Questo il vecchio inno (parte di  esso) che il popolo cantava in onore della Madonna della Delibera.
Questa festa, come quella di S Silviano, è una sagra popolare di fuori porta in cui è impossibile tracciare un netto confine tra il sacro ed il profano.
Due sono le leggende che corrono sulle circostanze che hanno portato al suo ritrovamento, pur se la seconda, anche se meno nota, a mio avviso è più interessante perché ci offre le motivazioni atte a spiegarci come tale Immagine, unica fra tutte quelle esistenti nella città e nel contado, sia stata eletta protettrice degli scampati alla morte; o meglio, doversi al suo intervento protettore l'averla scampata.

La prima è la solita storia del ritrovamento delle immagini sacre frequenti nella tradizione religiosa popolare.

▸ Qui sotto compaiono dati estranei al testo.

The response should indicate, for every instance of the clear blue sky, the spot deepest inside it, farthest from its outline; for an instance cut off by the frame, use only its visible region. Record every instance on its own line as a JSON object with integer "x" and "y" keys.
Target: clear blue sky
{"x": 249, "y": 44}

Un contadino arando il campo sarebbe stato spinto alla scoperta dall'atteggiamento dei buoi che ogni qualvolta passavano davanti ad un vecchio muro si fermavano, vi si volgevano e si inginocchiavano. L'altra, invece, ci dice che un pastore inseguito da due briganti (erano il sale di ogni storia), sfiancato dalla lunga corsa fu acciuffato all'altezza di un vecchio muro. Sbattuto violentemente contro di esso dai due energumeni provocò la caduta dell'intonaco, ormai gonfio e marcio per l'acqua, scoprendo così l'Immagine e salvandosi la vita.

E’questo, dunque, secondo la leggenda, il primo intervento miracoloso della Madonna su un morituro. Se guardiamo gli ex voto vediamo sempre, in alto, la sua Immagine. Questo è comune a tutti gli ex voto di tutti i Santuari, ma qui da noi ha un diverso significato, sta a dirci qualcosa di diverso. Non è l'immagine allegorica dell'intervento della Madonna, ma è la rappresentazione reale del fatto, della sua presenza… come dire? Corporea? Ecco: corporea.
Il racconto degli scampati, infatti. si concludeva sempre:

 
De bbòtte m'é so  viste vucine la Madonna, m'è’ chiappàte pe nu vràcce, e...

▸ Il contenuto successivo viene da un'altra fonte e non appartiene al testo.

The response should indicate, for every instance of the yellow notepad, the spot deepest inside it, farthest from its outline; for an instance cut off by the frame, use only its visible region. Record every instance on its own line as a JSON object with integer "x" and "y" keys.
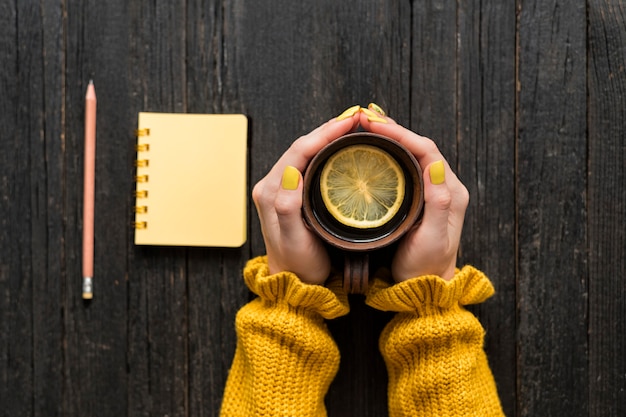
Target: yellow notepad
{"x": 191, "y": 179}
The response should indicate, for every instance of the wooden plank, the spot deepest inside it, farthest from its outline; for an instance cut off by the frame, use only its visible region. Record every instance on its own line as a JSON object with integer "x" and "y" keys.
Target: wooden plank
{"x": 96, "y": 333}
{"x": 19, "y": 132}
{"x": 607, "y": 208}
{"x": 486, "y": 161}
{"x": 551, "y": 204}
{"x": 215, "y": 287}
{"x": 434, "y": 73}
{"x": 345, "y": 54}
{"x": 48, "y": 223}
{"x": 158, "y": 313}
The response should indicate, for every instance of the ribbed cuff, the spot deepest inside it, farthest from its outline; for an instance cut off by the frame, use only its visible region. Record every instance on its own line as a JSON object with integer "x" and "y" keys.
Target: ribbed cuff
{"x": 468, "y": 286}
{"x": 285, "y": 287}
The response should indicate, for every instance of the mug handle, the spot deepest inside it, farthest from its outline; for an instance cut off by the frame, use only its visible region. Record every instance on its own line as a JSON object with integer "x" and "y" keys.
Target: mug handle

Intorno a quel muro fu costruita una edicola (poco più piccola di quella della Madonna della Neve) accudita da n'arumite (romito). Quasi sempre era un vecchio che il più delle volte vi si installava per avere un rifugio e vivere delle elemosine che vi affluivano, che per devozione. 

Constatata, dunque, la devozione che la circondava, che si esprimeva tangibilmente con ex voto che coprivano le pareti della cappella anche all'esterno, si pensò d'ingrandirla.
Vi si mise mano sui primi del novecento. Il conte Antonelli fornì gratuitamente i materiali e i terracinesi la mano d'opera ed i trasporti, e costruirono quel Santuario con annesso convento che ancor oggi vediamo.

Santuario Antico

Essa oggi non è altro che una festa parrocchiale…simile ad altre feste. Le strade illuminate da archi di lampadine anemiche, i bbòtti, i fuochi artificiali e lo spettacolo di varietà  in piazza con cantanti celebri o spacciati per tali.   Ma ieri non era così.

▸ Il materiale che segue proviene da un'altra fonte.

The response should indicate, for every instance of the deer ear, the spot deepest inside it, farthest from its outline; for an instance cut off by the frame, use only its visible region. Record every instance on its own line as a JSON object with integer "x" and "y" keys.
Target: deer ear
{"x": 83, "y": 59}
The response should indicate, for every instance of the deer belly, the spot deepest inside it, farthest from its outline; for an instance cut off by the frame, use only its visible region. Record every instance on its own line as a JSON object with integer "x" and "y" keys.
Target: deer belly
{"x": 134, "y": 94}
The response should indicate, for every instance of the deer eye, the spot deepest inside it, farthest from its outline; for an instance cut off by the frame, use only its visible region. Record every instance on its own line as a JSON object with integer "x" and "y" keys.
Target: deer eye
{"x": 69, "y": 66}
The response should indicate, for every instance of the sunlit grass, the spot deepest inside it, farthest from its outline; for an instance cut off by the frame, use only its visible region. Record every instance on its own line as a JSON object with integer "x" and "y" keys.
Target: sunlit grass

Già l'attesa della festa cominciava da lontano. specialmente per i ragazzi che, oltre la Befana, non avevano altra occasione di avere qualche giocattolino.
Fin dai primi di agosto cominciava il conto alla rovescia. Mancano trenta giorni... ventinove... vent'otto…
E quanti progetti, quanti sogni!
Quasi sempre vanificati, perché tra i desideri e la loro realizzazione c'era il fossato spesso incolmabile delle disponibilità finanziarie della famiglia.
Ma che importava!
Forse la gioia era tutta lì: parlare, progettare, desiderare, sognare! L'aria di festa s'incominciava a respirare sin dall'inizio della Novena.

Nella luce pacata dell'ultimo sole la gente si portava al Santuario e dopo la funzione sciamava sotto gli alberi frondosi del piazzale e riempiva la strada, solitamente solitaria, che conduce in città, facendo corona alle vezzòche (bizzocchere) che "contavano" , o alle piatòse favorite.
Il gran fuoco ormai spento dietro il Circeo induceva ad un andare lento , quieto. Dolce era l'aria serotina e pregna dei languori del settembre che un tappeto verde-oro stendeva nella Valle adiacente.
Ed arrivava, alfine, il sette settembre, vigilia della festa.
Fin dal mattino  c'era tutta una frenesia. L'aria pareva più  tersa e più vivido il sole.
Era in tutti una gioia, una stimolante allegria invero inusitata nel terracinese.
Era un frettoloso andare e venire senza scopo, un incrociarsi di saluti calorosi.

  • le compagnie
E di più  cresceva la generale allegrezza quando cominciavano  a giungere a piedi, dalle città e paesi vicini, i gruppi di pellegrini che, preceduti da uno stendardo, scalzi a penitenza ecantando  inni, attraversavano la città per portarsi al Santuario.

Erano cori misti di uomini e donne a tre, quattro voci, Nessuno aveva insegnato loro musica o  i canoni del canto, eppure la  loro esecuzione aveva della perfezione.

La fusione armonica delle voci, la nitidezza e la trasparenza erano di uno  splendore, aggraziato  e vigoroso nel contempo, da lasciare stupefatti; le entrate dei gruppi tonali ammirabili per tempismo.
Affluivano e, come le onde quasi, si sovrapponevano gli uni agli altri  per tutta la giornata, la notte ed il giorno dopo.
Quest'ultimi erano  quelli che si potevano  permettere un carretto o il legno - così chiamate le diligenze, rispolverate per queste occasioni.
Entravano ginocchioni nel Santuario e si portavano fin sotto  l'altare.  Qualcuna - e non era infrequente - vi si portava strusciando la lingua  sul pavimento.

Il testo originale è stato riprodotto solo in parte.